I Remember Stories My Grandfather Told About the Old West
My grandfather's farm was about ten miles from the town of Okeene Oklahoma. This is a town of about eighteen-hundred people. It started as a frontier village and never quite died out. In the 1880's there was no town law enforcement. Rules were enforced by committees. These committees were called vigilantes.
When there was an actual gunfight, as sometimes happened, it was never a stand and draw type. It was a shoot-on-sight situation. Two men would have an argument that led to bad blood between them and one would tell the other that the next time they met, one of the two was going to die. Quite often, the next time one saw the other, he might be a block away. So the guy would pull his gun and start shooting without warning. Very often, due to the distances involved, the bystanders were in more danger than the combatants were. Usually, if no one was killed, that satisfied the quarrel and ended the problem. If a bystander was killed or seriously injured, the committee would handle the punishment; usually a hanging resolved things nicely.

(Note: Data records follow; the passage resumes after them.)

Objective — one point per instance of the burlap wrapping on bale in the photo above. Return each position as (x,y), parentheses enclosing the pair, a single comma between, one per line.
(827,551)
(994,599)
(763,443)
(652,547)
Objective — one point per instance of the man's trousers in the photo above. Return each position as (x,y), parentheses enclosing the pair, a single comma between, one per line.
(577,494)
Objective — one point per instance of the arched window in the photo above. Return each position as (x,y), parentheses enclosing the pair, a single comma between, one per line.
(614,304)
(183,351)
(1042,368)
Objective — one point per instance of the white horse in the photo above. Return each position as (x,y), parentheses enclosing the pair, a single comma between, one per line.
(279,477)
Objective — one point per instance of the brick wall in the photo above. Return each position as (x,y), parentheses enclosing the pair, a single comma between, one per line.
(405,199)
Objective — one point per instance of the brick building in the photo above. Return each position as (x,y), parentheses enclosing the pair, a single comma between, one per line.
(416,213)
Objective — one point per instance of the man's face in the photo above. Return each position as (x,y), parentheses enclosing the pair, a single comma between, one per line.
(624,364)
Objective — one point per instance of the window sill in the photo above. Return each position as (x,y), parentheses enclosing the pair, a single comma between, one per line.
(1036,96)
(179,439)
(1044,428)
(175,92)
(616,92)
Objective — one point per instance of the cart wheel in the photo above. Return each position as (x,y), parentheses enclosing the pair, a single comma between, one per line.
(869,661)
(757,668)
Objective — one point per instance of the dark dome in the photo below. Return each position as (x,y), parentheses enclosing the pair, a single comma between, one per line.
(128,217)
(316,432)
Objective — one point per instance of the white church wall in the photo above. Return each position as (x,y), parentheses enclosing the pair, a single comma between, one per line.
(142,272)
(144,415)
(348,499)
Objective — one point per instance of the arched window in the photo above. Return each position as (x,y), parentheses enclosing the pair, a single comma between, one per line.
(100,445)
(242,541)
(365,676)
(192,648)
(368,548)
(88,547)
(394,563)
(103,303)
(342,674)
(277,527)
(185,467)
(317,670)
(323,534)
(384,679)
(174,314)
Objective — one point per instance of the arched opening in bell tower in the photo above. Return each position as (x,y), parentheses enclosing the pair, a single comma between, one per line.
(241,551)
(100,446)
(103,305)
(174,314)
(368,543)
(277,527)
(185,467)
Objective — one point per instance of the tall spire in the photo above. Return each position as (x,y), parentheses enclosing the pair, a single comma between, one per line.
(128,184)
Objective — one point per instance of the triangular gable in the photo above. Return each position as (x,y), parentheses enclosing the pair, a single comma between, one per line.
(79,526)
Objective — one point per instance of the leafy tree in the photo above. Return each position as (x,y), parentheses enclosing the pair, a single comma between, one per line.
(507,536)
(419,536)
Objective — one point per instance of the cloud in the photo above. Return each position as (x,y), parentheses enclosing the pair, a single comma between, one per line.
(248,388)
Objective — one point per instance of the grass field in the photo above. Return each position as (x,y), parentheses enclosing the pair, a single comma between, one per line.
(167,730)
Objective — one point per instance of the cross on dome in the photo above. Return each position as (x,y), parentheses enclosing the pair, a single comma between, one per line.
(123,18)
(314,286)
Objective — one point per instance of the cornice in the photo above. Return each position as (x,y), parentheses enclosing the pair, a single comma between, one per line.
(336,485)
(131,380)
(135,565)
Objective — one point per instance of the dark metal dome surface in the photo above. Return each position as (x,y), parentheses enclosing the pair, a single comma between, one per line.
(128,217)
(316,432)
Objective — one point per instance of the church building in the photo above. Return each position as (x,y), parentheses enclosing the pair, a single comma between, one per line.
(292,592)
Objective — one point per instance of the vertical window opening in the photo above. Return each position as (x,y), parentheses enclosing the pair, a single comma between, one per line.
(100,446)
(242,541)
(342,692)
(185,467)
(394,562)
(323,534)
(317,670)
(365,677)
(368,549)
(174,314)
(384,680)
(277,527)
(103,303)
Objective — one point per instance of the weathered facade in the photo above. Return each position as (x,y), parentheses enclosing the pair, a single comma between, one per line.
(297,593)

Sometimes young men who fancied themselves as good with hand guns would come into town. Often they were general troublemakers who would try and bully people around them. But there is one thing you must remember about these frontier towns. There were a few people from the civilized Eastern part of the country. But for the most part, these towns were made up of Civil War veterans, ex-buffalo hunters, Indian fighters, and sometimes even an old mountain man who could no longer live in the mountains for some reason. These men did not bully easily, nor did they scare easily. When these young men made too much of a nuisance of themselves, stepped over the line, so to speak; the vigilantes would take the youngster out of town, dead if he put up a fight, and hang him. He was left there to rot as a warning to the next young man who thought he was good with a hand gun.
My grandfather said that the people had an interesting take on gamblers also, but that is a story for another time.